Куста ушел из дому на смену погибшему брату, – и, как всем показалось, ушел довольный, с радостным волнением на душе. Оставшихся ребят этот уход не испугал, наоборот – они тоже хотели бы последовать его примеру. Больше всех рвалась из дому старшая дочь Майя.
– Дочерям полагается сидеть дома, – объяснила ей Юла. – Дочь со двора только с мужем уходит.
– А если его нет? – спрашивала у матери Майя.
– Будешь прилежной девочкой, и муж найдется.
– Я уж не девочка, я конфирмацию прошла. – При чем тут конфирмация, если двадцати еще не стукнуло.
Глава тринадцатая
Материнские доводы не помогали, Майя рвалась из дому.

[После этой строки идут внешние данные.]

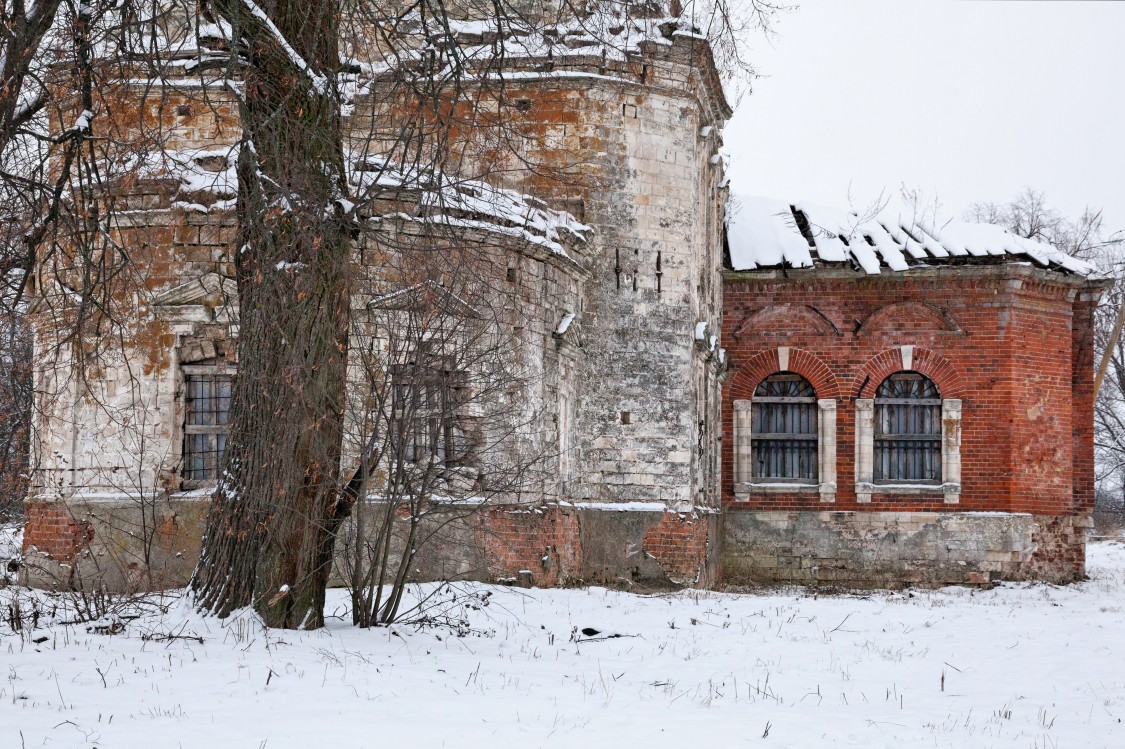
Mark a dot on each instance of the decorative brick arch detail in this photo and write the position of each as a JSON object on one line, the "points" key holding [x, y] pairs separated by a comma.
{"points": [[893, 314], [802, 362], [789, 318], [928, 362]]}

Она беспрестанно и надоедливо твердила об этом.
– Словно сглазил тебя кто-то или околдовал, – сказала однажды Юла.
– Не знаю, может быть и сглазили, – ответила Майя.
– Слушай, девка, с кем ты разговаривала, с кем виделась? – спросила мать, словно предчувствуя недоброе.
– Ни с кем, – ответила дочь. – Да ведь дома я не нужна, вот уже и Юла выросла, пора ей конфирмоваться.
– Не говори глупости. И ты нужна, и Юла нужна, и другие – все нужны.
– А молодой Антс сказал, что…
– Боже мой, где ж ты его видела? – испуганно спросила мать.
– Не я его видела, а он меня.
– Где же?
– На картошке.
– Чего он там искал?
– Сказал, заяц-де в борозде спрятался.
– Охотился, что ли?
– Конечно! Ружье при нем было и…
– А ты на поле что делала?
– Картошку брала для супа. Сама ведь сказала: бери с того краю, от леса, – ну и…
– Ну и он подошел к тебе?
– Подошел, остановился и заговорил, любезно так и усмешливо. Не важничал ничуть, что, мол, он молодой Антс.
– Теперь мне понятно, девка, почему тебе не терпится идти к Антсу. И дуреха же ты, дитя мое! Парень пошутил, посмеялся, а она готова из дому бежать.
– Не потому, мать, а…
– Потому, что зазывал, да?
– Нет. Он сказал лишь, что девушки у них совсем по-иному одеты-обуты. Туфельки на высоком каблуке, ходят себе цок-цок-цок. А у меня ноги босые, черные, в земле, словно глыбы.
Слова Майи задели мать за живое; ей самой вспомнилась собственная юность у Антса, – и у нее ноги были как глыбищи, когда сновала она между амбаром и скотным двором. И она дивилась и завидовала тем, кто расхаживал только по комнатам, в белом переднике и красивых туфельках. И ей хотелось туда, к ним. Увы, она была для этого чересчур тупой, нерасторопной, неуклюжей, годилась только на черную и тяжелую работу. Майя – та другая, ни в отца и ни в мать. Что, если бы дочка попала в Антсовы комнаты, стала бы ходить вроде тех, кто когда-то давно расхаживал там, на кого дивилась Юла и кому завидовала? Не сбудутся ли у Майи тогдашние заветные Юлины мечты?